Thursday, November 20, 2003

Dean and Regulation

Howard Dean has gotten a lot of criticism for these pro-regulation remarks:
The former Vermont governor said he would reverse the trend toward deregulation pursued by recent presidents -- including, in some respects, Bill Clinton -- to help restore faith in scandal-plagued U.S. corporations and better protect U.S. workers.

In an interview around midnight Monday on his campaign plane with a small group of reporters, Dean listed likely targets for what he dubbed as his "re-regulation" campaign: utilities, large media companies and any business that offers stock options. Dean did not rule out "re-regulating" the telecommunications industry, too.
Most of the criticism, however, seems to focus on the mere fact that Dean appeared to favor "re-regulation." One can have a reasonable debate over how much regulation is needed, what its terms should be, whether complete regulation is better than deregulating half-way, and so forth.

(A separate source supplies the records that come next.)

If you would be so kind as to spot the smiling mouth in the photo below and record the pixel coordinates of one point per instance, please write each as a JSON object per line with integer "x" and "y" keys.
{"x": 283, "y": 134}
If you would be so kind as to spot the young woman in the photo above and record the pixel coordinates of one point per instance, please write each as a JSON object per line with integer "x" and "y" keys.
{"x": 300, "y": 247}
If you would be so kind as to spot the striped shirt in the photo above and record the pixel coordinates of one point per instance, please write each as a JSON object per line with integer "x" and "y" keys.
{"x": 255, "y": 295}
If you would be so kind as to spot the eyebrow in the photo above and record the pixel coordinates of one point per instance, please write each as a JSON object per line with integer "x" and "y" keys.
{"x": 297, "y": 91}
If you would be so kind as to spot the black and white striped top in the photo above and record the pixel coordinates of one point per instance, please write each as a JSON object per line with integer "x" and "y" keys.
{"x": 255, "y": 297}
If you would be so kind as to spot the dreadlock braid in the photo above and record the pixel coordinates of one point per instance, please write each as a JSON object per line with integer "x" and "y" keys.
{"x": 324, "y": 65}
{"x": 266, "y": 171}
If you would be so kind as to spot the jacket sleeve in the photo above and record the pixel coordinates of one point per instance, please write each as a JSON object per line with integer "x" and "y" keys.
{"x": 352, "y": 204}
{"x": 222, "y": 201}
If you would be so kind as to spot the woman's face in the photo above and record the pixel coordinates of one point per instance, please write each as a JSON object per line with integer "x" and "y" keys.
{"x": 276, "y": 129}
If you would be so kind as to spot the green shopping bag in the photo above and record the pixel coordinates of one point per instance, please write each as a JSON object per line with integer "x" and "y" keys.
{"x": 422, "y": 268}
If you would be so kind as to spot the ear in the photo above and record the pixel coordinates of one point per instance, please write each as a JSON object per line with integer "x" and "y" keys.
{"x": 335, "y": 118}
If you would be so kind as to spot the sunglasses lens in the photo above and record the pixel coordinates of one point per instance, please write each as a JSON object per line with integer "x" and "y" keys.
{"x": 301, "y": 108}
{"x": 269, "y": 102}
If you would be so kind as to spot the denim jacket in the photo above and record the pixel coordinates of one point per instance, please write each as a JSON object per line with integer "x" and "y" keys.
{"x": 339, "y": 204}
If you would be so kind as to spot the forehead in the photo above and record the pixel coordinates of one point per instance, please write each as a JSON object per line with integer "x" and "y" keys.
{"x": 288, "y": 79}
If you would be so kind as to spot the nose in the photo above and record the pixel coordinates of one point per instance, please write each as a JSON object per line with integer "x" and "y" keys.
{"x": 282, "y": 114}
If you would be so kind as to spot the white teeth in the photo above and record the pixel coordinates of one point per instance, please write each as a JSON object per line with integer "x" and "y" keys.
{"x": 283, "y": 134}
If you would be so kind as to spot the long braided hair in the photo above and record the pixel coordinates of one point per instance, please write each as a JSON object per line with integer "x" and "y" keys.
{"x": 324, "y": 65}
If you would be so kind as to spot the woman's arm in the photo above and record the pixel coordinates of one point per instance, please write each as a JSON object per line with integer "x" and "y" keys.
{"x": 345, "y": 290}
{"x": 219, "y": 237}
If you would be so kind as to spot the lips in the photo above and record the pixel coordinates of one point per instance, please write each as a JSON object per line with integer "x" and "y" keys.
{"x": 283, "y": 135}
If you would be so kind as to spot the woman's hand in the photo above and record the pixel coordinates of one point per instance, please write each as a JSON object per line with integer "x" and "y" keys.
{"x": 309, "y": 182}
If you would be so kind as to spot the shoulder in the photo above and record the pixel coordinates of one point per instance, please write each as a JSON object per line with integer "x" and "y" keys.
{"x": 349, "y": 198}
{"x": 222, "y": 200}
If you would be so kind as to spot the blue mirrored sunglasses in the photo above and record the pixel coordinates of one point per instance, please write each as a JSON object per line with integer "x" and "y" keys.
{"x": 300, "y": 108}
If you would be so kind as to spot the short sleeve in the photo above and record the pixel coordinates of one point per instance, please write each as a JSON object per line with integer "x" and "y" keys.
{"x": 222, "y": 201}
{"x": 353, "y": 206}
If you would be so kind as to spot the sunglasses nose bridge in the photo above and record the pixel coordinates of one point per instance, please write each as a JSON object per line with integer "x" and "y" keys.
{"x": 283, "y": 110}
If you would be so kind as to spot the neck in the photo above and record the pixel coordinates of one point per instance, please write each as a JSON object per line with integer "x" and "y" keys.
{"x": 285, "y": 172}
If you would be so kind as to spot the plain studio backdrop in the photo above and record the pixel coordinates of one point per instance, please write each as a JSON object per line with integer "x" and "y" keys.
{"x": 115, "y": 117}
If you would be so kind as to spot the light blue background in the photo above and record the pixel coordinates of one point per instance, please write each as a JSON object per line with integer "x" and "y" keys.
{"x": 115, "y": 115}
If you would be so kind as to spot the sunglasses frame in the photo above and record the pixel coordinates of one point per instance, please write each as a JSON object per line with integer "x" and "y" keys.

But Dean's comment about telecommunications isn't even comprehensible. Telecommunications is overwhelmingly regulated right now, as much as or more than any other American industry. I can't even imagine how anyone could think that there is an undersupply of regulation in that particular field. (The Telecommunications Act of 1996 has sometimes been described as "deregulation," but nothing could be further from reality.)

Put it this way: If Dean suggested that he disagreed with a proposal to privatize Social Security, various people might disagree with him, but it would at least be a debate over a meaningful subject. If, on the other hand, Dean announced that he wanted to repeal Social Security privatization and start using federal funding again, well, one wouldn't even know how to make sense of such a remark.